If you don’t think you have high blood pressure, this story may change your mind. Or cause your blood pressure to rise.

New guidelines from the American Heart Association and the American College of Cardiology define high blood pressure as 130/80 or greater. Under this standard, the number of adults with hypertension will rise to 103 million from 72 million under the previous standard.

Stress causes blood pressure to rise. And fear of failure causes stress. Therefore, learning to manage our fear of failure is a healthy idea.

Failing to succeed

This topic is on my mind today after reading a surprising Harvard Business Review article. The writer quotes James Quincey, CEO of Coca-Cola Co., who says: “If we’re not making mistakes, we’re not trying hard enough.”

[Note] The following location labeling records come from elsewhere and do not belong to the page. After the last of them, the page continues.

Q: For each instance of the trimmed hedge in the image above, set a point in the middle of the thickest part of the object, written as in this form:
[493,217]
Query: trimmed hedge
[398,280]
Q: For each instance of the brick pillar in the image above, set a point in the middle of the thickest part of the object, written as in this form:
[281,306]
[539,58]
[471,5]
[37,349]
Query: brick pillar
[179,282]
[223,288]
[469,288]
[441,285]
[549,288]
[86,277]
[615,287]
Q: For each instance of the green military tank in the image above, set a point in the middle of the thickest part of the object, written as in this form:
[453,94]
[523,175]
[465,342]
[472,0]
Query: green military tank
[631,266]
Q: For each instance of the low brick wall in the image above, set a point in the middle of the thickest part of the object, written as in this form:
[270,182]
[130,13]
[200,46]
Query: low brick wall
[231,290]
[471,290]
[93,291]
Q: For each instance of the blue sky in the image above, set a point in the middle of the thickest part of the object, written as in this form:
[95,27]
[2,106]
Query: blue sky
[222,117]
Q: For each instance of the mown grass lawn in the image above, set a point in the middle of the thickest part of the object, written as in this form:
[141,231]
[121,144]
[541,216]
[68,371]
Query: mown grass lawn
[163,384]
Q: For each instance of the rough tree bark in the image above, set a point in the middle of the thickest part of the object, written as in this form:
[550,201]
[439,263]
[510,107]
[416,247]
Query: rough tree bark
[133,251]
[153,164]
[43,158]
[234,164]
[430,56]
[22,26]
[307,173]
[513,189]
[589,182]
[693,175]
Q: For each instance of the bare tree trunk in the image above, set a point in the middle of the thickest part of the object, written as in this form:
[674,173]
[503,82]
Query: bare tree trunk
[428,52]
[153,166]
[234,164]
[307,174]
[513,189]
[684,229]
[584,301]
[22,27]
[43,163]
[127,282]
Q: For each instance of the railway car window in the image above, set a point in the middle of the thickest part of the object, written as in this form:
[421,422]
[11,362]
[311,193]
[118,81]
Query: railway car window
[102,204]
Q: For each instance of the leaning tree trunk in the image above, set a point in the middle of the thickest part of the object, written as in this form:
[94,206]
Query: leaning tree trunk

Reed Hastings, CEO of Netflix, told a technology conference that his company has too many hit shows. “We have to take more risk . . . to try more crazy things . . . we should have a higher cancel rate overall.”

Jeff Bezos, arguably the most successful entrepreneur in the world, adds: “If you’re going to take bold bets, they’re going to be experiments. And if they’re experiments, you don’t know ahead of time if they’re going to work.”

Jerry Jones, the billionaire owner of the Dallas Cowboys, recently described his business philosophy: “There’s nobody that I’ve ever met that bats over .500 or 50-50 on making the right decisions. There’s nobody that can see around corners. Nobody can. But the guys that succeed are the ones that cut their bad decisions off quicker than others and let their good ones run longer than others.”